Cependant les directions syndicales se cantonnent à des journées d’actions, des « temps forts » espacés de plusieurs mois ne permettant aucune perspective de victoire. Cela afin de garder le contrôle sur un mouvement au potentiel explosif tant l’impopularité de Sarkozy et son équipe est grande. Les bureaucraties syndicales craignent d’être dépassées et freinent donc des quatre fers.
La droite ne s’est d’ailleurs pas trompée sur leur rôle en interrogeant dans les colonnes des Echos des dirigeants syndicaux qui confirment leur fonction de temporisation des mouvements ou en écrivant dans le Figaro sur la présence de militants de la gauche radicale dans les syndicats, qui relèverait de l’infiltration, et en félicitant la direction de la CGT qui affirme effectuer une surveillance de ceux-ci.La gauche anticapitaliste a bien un rôle à jouer pour dépasser les directions syndicales et impulser un mouvement de très grande ampleur face aux capitalistes qui veulent nous faire payer leur crise. Les plans sociaux se multiplient et ce n’est que le début d’après les prévisions de l’INSEE. Emblématiques de cette injustice sont les ouvriers de Caterpillar, Continental, Molex et bien d’autres auxquels on arrache leur gagne pain. Refusant de payer une crise dont-ils ne sont pas responsables, ces travailleurs qui se battent pour leur survie ont renoué avec les méthodes de la lutte de classe ; ces «séquestrations» de patrons qui commencent à effrayer dans les rangs de la droite et des capitalistes.

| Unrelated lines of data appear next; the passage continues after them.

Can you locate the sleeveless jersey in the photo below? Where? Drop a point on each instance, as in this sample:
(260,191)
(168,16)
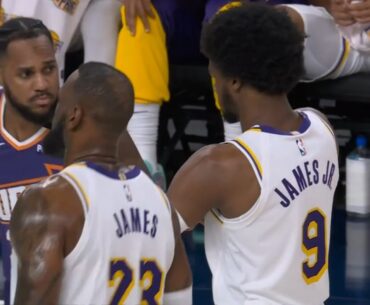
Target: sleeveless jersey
(277,252)
(21,164)
(127,243)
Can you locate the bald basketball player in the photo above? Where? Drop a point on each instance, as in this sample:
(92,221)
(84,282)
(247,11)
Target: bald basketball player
(266,197)
(97,232)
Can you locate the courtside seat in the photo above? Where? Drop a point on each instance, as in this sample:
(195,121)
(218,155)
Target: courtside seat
(346,101)
(191,100)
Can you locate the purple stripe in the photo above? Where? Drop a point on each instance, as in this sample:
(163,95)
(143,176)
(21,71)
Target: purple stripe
(306,123)
(132,173)
(254,162)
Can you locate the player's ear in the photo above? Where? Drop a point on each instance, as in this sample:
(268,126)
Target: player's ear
(75,117)
(236,84)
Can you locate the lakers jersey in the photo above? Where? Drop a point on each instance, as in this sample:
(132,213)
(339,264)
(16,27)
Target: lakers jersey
(21,164)
(127,243)
(277,252)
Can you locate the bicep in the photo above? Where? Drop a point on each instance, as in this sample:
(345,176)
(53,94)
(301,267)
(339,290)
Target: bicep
(179,275)
(38,244)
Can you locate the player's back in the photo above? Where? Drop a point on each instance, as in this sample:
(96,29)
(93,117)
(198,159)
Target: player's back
(22,163)
(127,243)
(277,252)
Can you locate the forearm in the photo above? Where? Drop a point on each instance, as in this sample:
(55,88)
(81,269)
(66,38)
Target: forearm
(32,292)
(323,3)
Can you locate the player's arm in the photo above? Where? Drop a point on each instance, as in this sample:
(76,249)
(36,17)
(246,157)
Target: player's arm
(128,154)
(135,9)
(178,286)
(38,240)
(198,186)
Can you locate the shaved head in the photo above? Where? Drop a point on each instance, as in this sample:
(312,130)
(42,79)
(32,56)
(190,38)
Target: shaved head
(95,105)
(106,94)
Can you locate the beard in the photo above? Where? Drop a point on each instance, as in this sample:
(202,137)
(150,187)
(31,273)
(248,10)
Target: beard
(227,105)
(37,118)
(53,143)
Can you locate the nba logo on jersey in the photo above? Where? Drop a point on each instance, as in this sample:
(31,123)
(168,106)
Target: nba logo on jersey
(301,147)
(39,148)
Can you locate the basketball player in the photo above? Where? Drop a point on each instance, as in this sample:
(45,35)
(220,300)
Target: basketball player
(97,20)
(266,197)
(97,233)
(337,39)
(157,32)
(29,77)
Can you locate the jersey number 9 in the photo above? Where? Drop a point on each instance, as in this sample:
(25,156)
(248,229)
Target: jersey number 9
(314,246)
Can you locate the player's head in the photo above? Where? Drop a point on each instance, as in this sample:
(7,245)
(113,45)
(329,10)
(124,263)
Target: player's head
(252,46)
(95,105)
(28,69)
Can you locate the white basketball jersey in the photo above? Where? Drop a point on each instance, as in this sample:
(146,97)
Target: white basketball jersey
(277,252)
(127,242)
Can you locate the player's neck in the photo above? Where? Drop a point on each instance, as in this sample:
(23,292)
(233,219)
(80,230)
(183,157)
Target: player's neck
(274,111)
(100,155)
(17,126)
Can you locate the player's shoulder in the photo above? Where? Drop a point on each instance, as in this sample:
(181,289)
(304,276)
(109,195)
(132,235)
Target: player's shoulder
(53,194)
(216,162)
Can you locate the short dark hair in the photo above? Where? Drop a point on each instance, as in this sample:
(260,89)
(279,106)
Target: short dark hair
(107,90)
(19,29)
(257,44)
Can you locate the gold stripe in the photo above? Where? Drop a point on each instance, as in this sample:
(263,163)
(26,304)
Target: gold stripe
(165,199)
(255,129)
(216,216)
(347,49)
(80,188)
(252,154)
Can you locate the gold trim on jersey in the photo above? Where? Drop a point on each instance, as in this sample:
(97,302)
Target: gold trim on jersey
(256,163)
(165,198)
(68,6)
(214,213)
(77,185)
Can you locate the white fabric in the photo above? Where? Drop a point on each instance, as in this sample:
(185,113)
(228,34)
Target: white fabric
(183,224)
(358,36)
(232,130)
(113,234)
(257,258)
(99,29)
(325,47)
(143,128)
(179,297)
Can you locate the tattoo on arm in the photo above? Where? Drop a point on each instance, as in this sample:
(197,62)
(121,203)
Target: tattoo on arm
(37,238)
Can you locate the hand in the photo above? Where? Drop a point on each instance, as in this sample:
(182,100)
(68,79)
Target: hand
(137,8)
(341,13)
(360,11)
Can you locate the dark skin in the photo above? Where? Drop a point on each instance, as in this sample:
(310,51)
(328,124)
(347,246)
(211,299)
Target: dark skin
(48,218)
(30,71)
(223,166)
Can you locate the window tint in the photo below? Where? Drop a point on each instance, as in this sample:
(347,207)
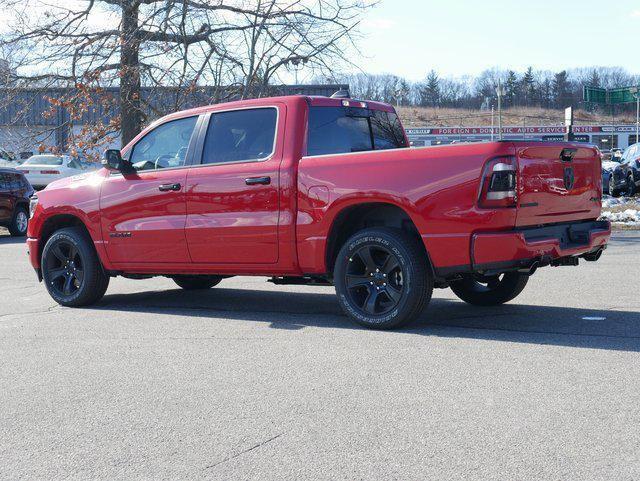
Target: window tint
(240,135)
(337,130)
(73,164)
(4,182)
(331,131)
(14,182)
(387,131)
(43,160)
(165,146)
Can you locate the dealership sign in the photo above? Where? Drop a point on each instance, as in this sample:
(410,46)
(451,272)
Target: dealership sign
(541,130)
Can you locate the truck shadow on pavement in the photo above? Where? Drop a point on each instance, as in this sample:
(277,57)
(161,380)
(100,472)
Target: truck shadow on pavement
(532,324)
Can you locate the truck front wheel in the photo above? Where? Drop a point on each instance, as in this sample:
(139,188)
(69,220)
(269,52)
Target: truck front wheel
(71,269)
(382,278)
(490,290)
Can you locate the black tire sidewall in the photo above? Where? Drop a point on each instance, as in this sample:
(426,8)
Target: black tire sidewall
(89,262)
(413,288)
(13,229)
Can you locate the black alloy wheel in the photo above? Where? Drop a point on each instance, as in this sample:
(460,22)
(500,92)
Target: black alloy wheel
(71,269)
(65,268)
(374,280)
(383,279)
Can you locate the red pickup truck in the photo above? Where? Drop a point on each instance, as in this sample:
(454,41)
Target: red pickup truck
(321,191)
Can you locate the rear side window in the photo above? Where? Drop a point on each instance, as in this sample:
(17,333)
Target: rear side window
(387,131)
(43,160)
(4,182)
(339,130)
(240,135)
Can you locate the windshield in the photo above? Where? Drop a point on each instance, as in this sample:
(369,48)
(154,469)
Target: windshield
(43,160)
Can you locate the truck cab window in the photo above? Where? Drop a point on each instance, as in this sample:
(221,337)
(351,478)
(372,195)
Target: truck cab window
(240,135)
(339,130)
(165,146)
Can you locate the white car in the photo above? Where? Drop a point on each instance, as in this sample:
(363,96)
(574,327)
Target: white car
(41,170)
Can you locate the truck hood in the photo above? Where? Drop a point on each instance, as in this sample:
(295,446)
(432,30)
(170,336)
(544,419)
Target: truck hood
(94,177)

Sarkozy et son gouvernement ne cessent de clamer qu’ils souhaitent sauver les emplois menacés mais il est aisé de constater l’énormité du mensonge à la vue du bouclier fiscal maintenu, les 360 milliards € pour les banquiers sortis de caisses soi-disant vides et la répression policière contre ceux qui se battent pour conserver leur travail.
S’il avait une réelle volonté de sauver les emplois le gouvernement nationaliserait les entreprises qui licencient. Ainsi on pourrait maintenir les emplois. Il est plus que nécessaire d’avancer à gauche sur ce thème. Il est donc absolument déplorable que la gauche anticapitaliste parte divisée aux élections européennes car cela rend difficile les campagnes communes avant cette échéance. Cependant il est possible de commencer à se mobiliser par en bas pour des nationalisations, pour sauver les emplois. Il est inacceptable que des entreprises qui licencient fassent toujours des bénéfices et/ou bénéficient d’aides de l’Etat. Pour cela exigeons leur nationalisation sans rachat ni indemnités, ce ne serait que justice !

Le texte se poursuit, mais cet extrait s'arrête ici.